Consumers will have to wait even longer for a standard that makes connected home devices compatible with Siri, Google and Alexa at the same time. The Matter project, which brings together Apple, Amazon, Google and Samsung in the development of a code that dialogues with the brands’ voice assistants, was postponed again. The Connectivity Standards Alliance (CSA), which oversees the initiative, claims the delay is due to its “success.”
The CSA confirmed that the launch of Matter is expected to take place in the 3rd quarter of 2022. In the alliance’s assessment, it is necessary to extend the project to finalize the finishes of the software programming kit (SDK) used to incorporate more connected home devices into the ecosystems of the registered companies.
The entity assesses that “demand is above expectations”. More companies want to join Matter, which leads the project to extend the testing phase. “Caution” is needed for the Matter standard to be respected, says the CSA.

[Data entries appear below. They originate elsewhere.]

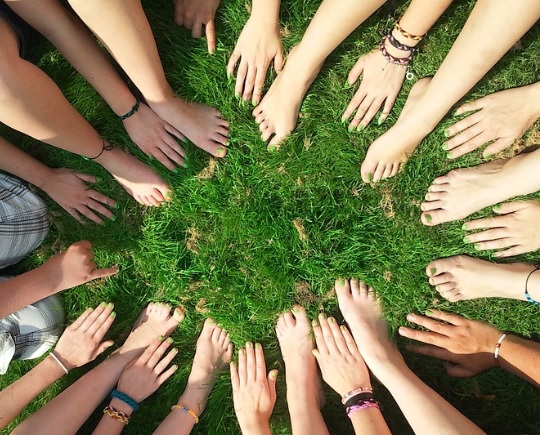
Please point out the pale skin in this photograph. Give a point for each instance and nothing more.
(275, 120)
(459, 72)
(124, 29)
(463, 192)
(254, 391)
(195, 15)
(213, 352)
(84, 396)
(27, 95)
(468, 346)
(424, 409)
(501, 117)
(66, 187)
(153, 135)
(343, 368)
(305, 397)
(461, 278)
(381, 80)
(258, 45)
(73, 267)
(80, 343)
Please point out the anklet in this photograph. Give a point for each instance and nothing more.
(498, 347)
(189, 411)
(106, 147)
(527, 295)
(132, 112)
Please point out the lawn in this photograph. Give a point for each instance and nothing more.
(247, 237)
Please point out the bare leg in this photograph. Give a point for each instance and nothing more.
(124, 29)
(459, 72)
(31, 102)
(304, 393)
(278, 111)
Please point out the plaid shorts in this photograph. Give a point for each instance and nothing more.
(23, 221)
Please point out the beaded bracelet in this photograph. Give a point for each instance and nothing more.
(116, 415)
(132, 112)
(185, 409)
(126, 399)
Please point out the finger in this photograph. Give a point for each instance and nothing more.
(211, 36)
(499, 145)
(235, 379)
(86, 178)
(423, 336)
(166, 375)
(165, 361)
(470, 107)
(80, 320)
(261, 364)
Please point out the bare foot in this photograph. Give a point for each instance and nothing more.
(154, 321)
(461, 277)
(140, 181)
(277, 113)
(293, 331)
(514, 230)
(462, 192)
(387, 154)
(341, 364)
(214, 351)
(362, 311)
(202, 125)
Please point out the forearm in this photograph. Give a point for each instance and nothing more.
(22, 165)
(425, 410)
(77, 402)
(521, 357)
(16, 396)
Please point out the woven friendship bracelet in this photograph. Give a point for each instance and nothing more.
(185, 409)
(407, 34)
(126, 399)
(132, 112)
(116, 415)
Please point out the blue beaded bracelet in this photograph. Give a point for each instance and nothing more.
(126, 399)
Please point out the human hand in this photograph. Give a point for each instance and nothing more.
(81, 341)
(501, 117)
(514, 231)
(145, 375)
(69, 190)
(254, 392)
(466, 345)
(258, 44)
(73, 267)
(194, 14)
(381, 83)
(342, 366)
(155, 137)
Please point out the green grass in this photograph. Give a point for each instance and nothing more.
(248, 258)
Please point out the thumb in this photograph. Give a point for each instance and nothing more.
(103, 273)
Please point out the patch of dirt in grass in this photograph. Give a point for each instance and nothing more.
(209, 171)
(299, 225)
(303, 293)
(386, 203)
(192, 243)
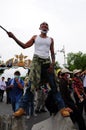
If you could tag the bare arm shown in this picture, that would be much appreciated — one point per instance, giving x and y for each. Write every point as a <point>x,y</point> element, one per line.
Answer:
<point>23,45</point>
<point>52,52</point>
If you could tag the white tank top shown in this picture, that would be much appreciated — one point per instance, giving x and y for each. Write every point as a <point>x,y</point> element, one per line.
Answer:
<point>42,47</point>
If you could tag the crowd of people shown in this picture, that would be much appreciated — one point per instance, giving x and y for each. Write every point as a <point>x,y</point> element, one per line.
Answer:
<point>64,92</point>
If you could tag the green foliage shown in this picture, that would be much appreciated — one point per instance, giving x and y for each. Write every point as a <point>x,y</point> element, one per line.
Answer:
<point>76,60</point>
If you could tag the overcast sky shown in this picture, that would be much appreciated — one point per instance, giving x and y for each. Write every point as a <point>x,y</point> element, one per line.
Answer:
<point>66,19</point>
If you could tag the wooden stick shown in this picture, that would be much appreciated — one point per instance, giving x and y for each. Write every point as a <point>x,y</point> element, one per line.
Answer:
<point>4,29</point>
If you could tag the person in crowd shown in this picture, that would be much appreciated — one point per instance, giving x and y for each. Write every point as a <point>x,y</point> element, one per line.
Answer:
<point>2,88</point>
<point>16,86</point>
<point>83,77</point>
<point>30,108</point>
<point>41,96</point>
<point>8,100</point>
<point>79,93</point>
<point>42,67</point>
<point>64,86</point>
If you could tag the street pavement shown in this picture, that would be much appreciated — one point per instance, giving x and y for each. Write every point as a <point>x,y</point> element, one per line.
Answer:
<point>6,109</point>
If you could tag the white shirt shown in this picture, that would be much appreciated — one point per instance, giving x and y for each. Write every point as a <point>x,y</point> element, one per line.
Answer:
<point>42,47</point>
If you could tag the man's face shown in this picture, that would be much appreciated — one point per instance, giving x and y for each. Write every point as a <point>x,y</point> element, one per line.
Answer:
<point>44,27</point>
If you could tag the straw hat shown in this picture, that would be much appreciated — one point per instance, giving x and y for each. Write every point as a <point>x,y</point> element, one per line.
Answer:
<point>76,71</point>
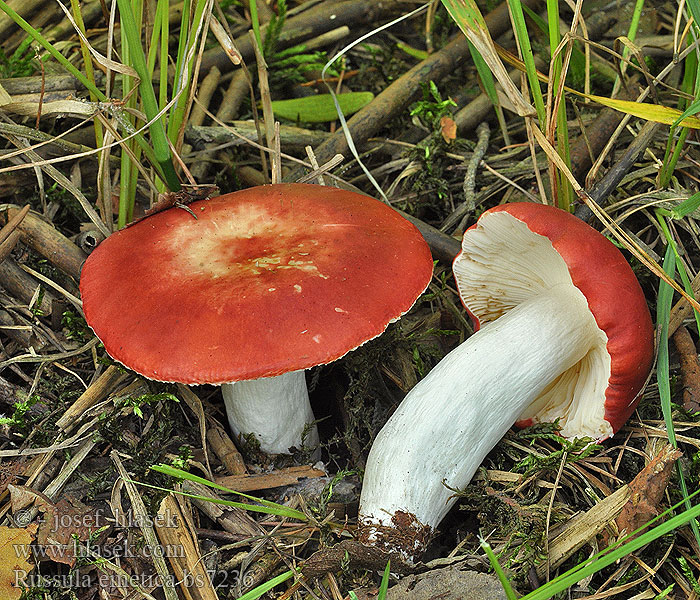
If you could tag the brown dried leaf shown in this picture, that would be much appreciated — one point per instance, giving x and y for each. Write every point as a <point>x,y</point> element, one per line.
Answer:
<point>448,129</point>
<point>15,551</point>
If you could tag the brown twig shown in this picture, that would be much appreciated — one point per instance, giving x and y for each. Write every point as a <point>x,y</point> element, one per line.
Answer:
<point>690,368</point>
<point>646,490</point>
<point>396,97</point>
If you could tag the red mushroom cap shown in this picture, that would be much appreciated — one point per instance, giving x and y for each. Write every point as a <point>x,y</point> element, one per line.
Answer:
<point>599,270</point>
<point>267,280</point>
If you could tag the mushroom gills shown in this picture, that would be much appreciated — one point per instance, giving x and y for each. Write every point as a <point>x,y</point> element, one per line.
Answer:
<point>450,420</point>
<point>275,409</point>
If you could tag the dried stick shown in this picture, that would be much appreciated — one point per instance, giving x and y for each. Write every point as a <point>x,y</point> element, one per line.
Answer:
<point>690,368</point>
<point>396,97</point>
<point>313,22</point>
<point>45,239</point>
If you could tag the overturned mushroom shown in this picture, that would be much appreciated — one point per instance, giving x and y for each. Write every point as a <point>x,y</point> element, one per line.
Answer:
<point>565,334</point>
<point>263,284</point>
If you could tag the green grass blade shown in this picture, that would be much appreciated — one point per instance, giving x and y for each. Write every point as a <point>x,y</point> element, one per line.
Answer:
<point>516,11</point>
<point>320,108</point>
<point>40,39</point>
<point>174,472</point>
<point>148,97</point>
<point>185,73</point>
<point>486,547</point>
<point>263,588</point>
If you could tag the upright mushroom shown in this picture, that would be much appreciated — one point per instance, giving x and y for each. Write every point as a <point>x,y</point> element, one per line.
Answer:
<point>564,333</point>
<point>261,285</point>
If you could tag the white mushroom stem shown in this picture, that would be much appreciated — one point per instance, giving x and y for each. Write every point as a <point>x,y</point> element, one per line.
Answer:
<point>447,424</point>
<point>275,409</point>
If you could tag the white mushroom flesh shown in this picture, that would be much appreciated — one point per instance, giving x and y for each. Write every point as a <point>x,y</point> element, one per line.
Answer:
<point>541,335</point>
<point>275,409</point>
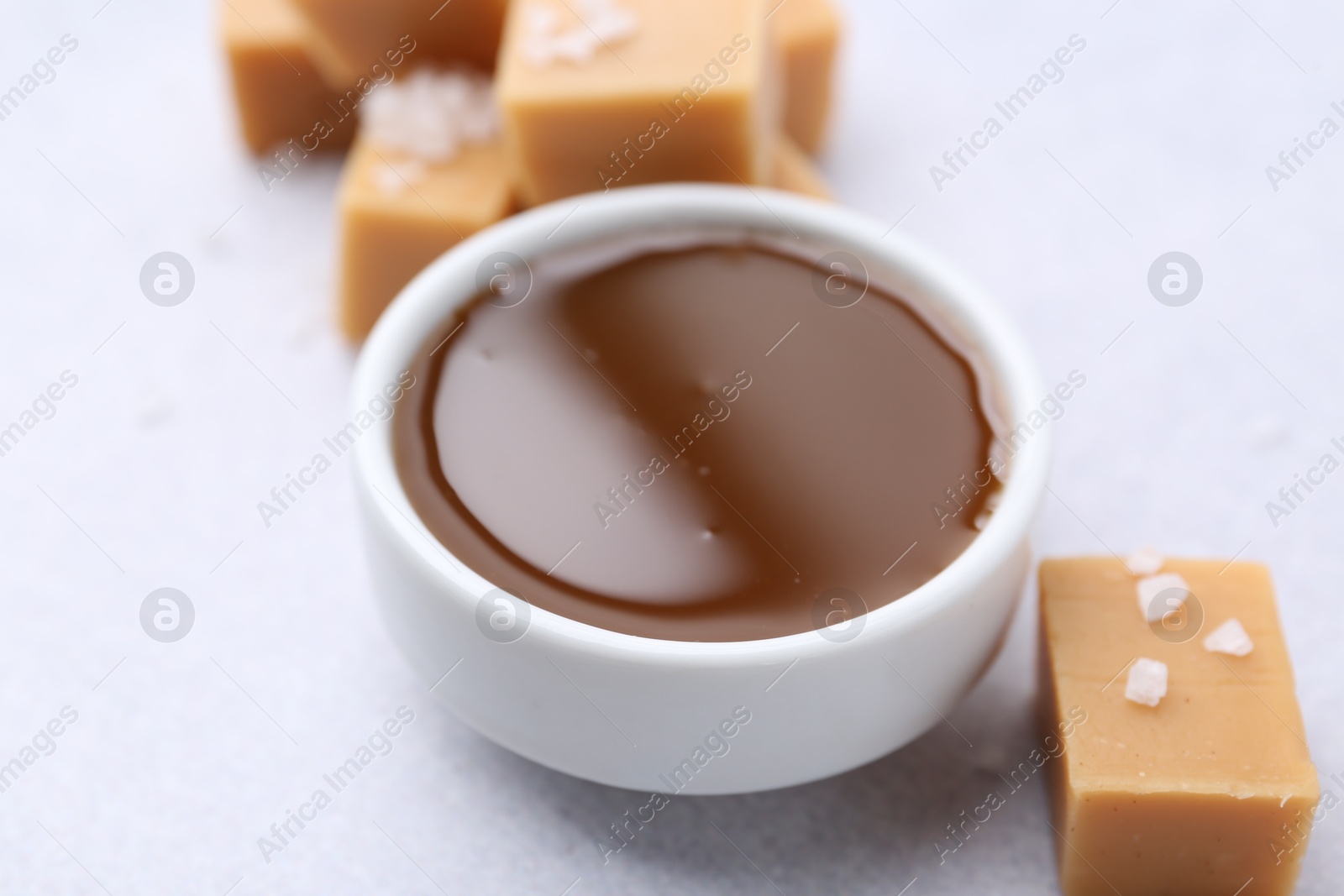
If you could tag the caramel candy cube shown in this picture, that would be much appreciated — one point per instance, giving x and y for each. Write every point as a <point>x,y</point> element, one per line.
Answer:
<point>351,36</point>
<point>400,212</point>
<point>277,86</point>
<point>612,93</point>
<point>808,34</point>
<point>796,172</point>
<point>1211,792</point>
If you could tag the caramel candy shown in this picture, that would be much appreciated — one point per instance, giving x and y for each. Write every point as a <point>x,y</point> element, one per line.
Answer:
<point>1209,793</point>
<point>276,82</point>
<point>806,33</point>
<point>349,36</point>
<point>796,172</point>
<point>638,92</point>
<point>398,212</point>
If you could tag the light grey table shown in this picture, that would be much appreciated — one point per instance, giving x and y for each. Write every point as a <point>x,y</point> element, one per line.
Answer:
<point>183,418</point>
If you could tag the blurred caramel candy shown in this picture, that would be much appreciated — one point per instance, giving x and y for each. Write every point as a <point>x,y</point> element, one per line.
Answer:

For Alexa, Siri and Google Assistant users, the project is impressive: if it becomes a reality, owners of a smart device that was previously only compatible with HomeKit — Apple’s ecosystem for the connected home — will be able to activate it with Google Home via Google Nest, for example.
Project Matter is from 2019 and has been delayed before
The Matter project was launched in 2019 under a different name: CHIP (House Connected on the Internet Protocol). The code of the standard that wants to democratize access of smart home devices is open and free, deposited on GitHub.
The initiative was announced at an event that brought together leaders from Amazon and Google voice assistants, Samsung SmartThings, Signify (Phillips) and Comcast.
Michelle Mindala-Freeman, marketing director at CSA, told The Verge that the extension of the release deadline will allow the entity to refine the SDK in some areas to “stabilize, tidy and improve the quality of the code”.
“We will complete SDK development in Q2 and will release a new version, at the request of our members, by the end of June,” said Mindala-Freeman. “This is building confidence that our members are fully committed to Matter, and are going to great lengths to get everything ready for launch by the fall.”
Matter has a base of 50 member companies that have enrolled over 130 devices in 15 categories. These devices are being tested against the standard, and will be part of the launch. The list includes light bulbs, sockets, switches, locks, thermostats, blinds, Wi-Fi hotspots, TVs and hubs — most can connect to voice assistants.
Linux and Android are also subscribed to Matter
Operating system brands are supporting Matter; Linux, Android and Tizen are enrolled in the project. On the side of chipmakers used in connected home appliances, Infineon, Silicon Labs and Synaptics also participate. There are more than 16 platforms from these two sectors that will adapt their products to the standard, a number higher than expected by the CSA.
After the initial testing phase in June, brands will be invited to officially put their products to the test. Upon completion of this step, companies become eligible to obtain the Matter standard certificate.
That is, it is likely that the consumer will have to wait another six months for the launch of smart products from Apple, Google, Amazon and Samsung that are compatible with Matter. For other companies still looking to join the project, the wait could take up to a year or more.